1864 Mormons ask for the removal of the Utes to the Sanpete and Uintah Valley.
1865-1868 Black Hawk War.
1866 Circleville residents arrest and kill all the adult Utes at a Ute camp near Circleville.
1867 Most of Uintah Utes were removed to Uintah Valley.
1868, Mar 2 A treaty was signed by the Uncompahgre.
1868 Whiterocks Agency was established on the Uintah Reservation.  Also a treaty established two other agencies, the Colorado Ute People had one at Whiteriver, and another at Rio de Los Pinos (ratified July 25, 1868).

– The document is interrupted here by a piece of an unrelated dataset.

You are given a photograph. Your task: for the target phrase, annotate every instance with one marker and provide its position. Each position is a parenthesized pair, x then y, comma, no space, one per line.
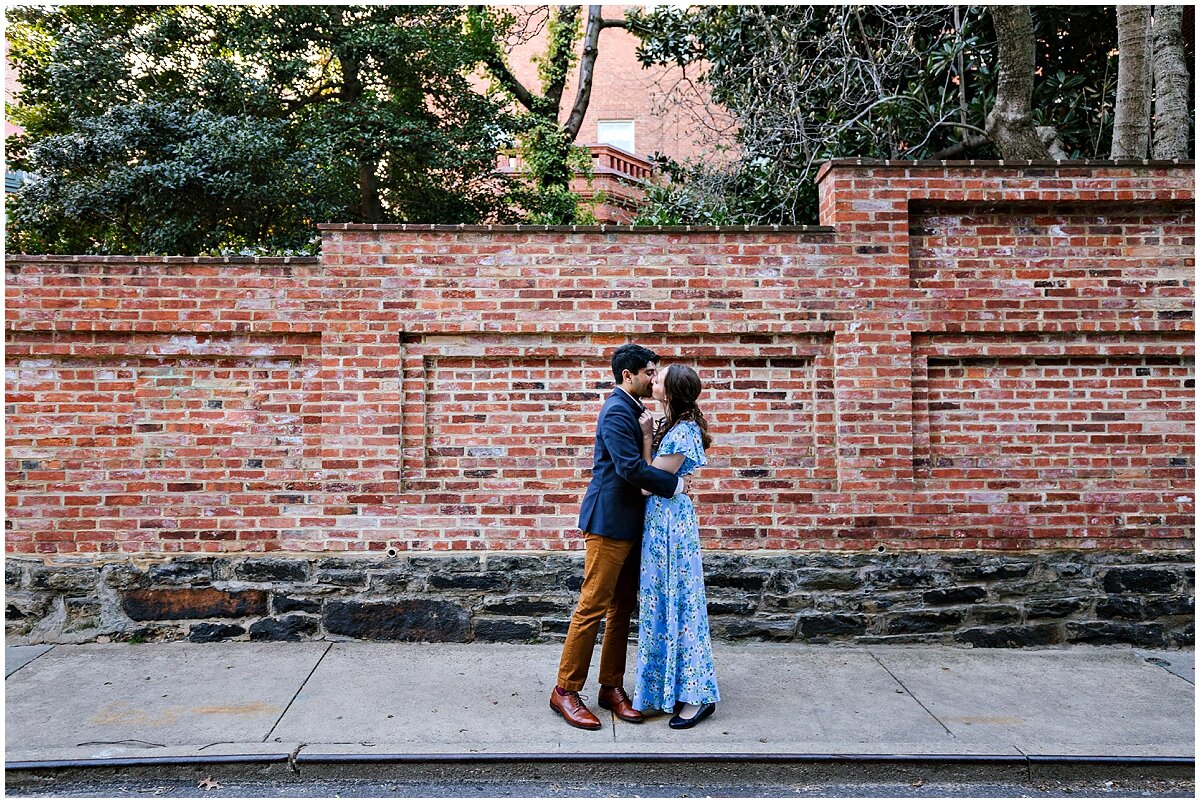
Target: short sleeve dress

1870 Chief Black Hawk died.
1871-1875 The Photographs of John Hillers, who accompanied Powell during 1871-75 are important primary sources of the area at that time
1872 The Secretary of the Interior convinces Congress to draw up a new treaty that had no discussion with Indians before hand.  The Indians defeated it.
1873 The Brunot Agreement deprives the Ute people of San Juan Mountain land and gold deposits (ratified April 29, 1894). (Ute Land Cessions in Colorado Territory, 1873-1876 Map)
1873 U.S. government officials appoint Ouray as Head Chief of the Utes.
1878 Meeker became agent at Whiteriver agency.
1879 Agent Nathan Meeker is killed by Yamparika Utes.
1879 As a result of the Meeker incident, officials force the Colorado Utes to sign an agreement which removes the Yamparika and Taviwach Utes to Utah (ratified June 15, 1880).
1880, Mar 6 Treaty signed by the Indians.
1880, June 15 Treaty signed by congress for Indian removal from Colorado.
1880, Aug 24 Death of Ouray.
1880-1891 Ghost Dance Movement
1881 Yamparika Utes are moved to the Uintah Reservation in Utah.
1882 Act of January 5, 1882--Uncompahgre Reservation
1885 Miners found Gilsonite--significance--only deposit in U.S.
1886 Uintah and Ouray agencies consolidate.
1887 President Cleveland establishes the Fort Duchesne Military reservation near the Agency. (More Links)
1887 Congress passes the Dawes Act, or the Allotment Act. (More Links)
1887 Act provides for surveys and allotments on the reservations.
1890 Ouray Boarding School opens at Randlett, then called Leland. (Boarding School Pictures)
1897 A small group of Uncompahgre, Uintah, and Whiteriver (Yamparika) Utes received Allotments. (Opening of Utah Ute Reservations, 1888-1898 Map)
1897 Posse attacks Utes camped on the Snake River in Colorado
1898 Uintah and Whiteriver Utes sell land to the Uncompahgre Utes.
1898 Allotments made on the Uintah Reservation as Mormon settlers rush into area. (More Links)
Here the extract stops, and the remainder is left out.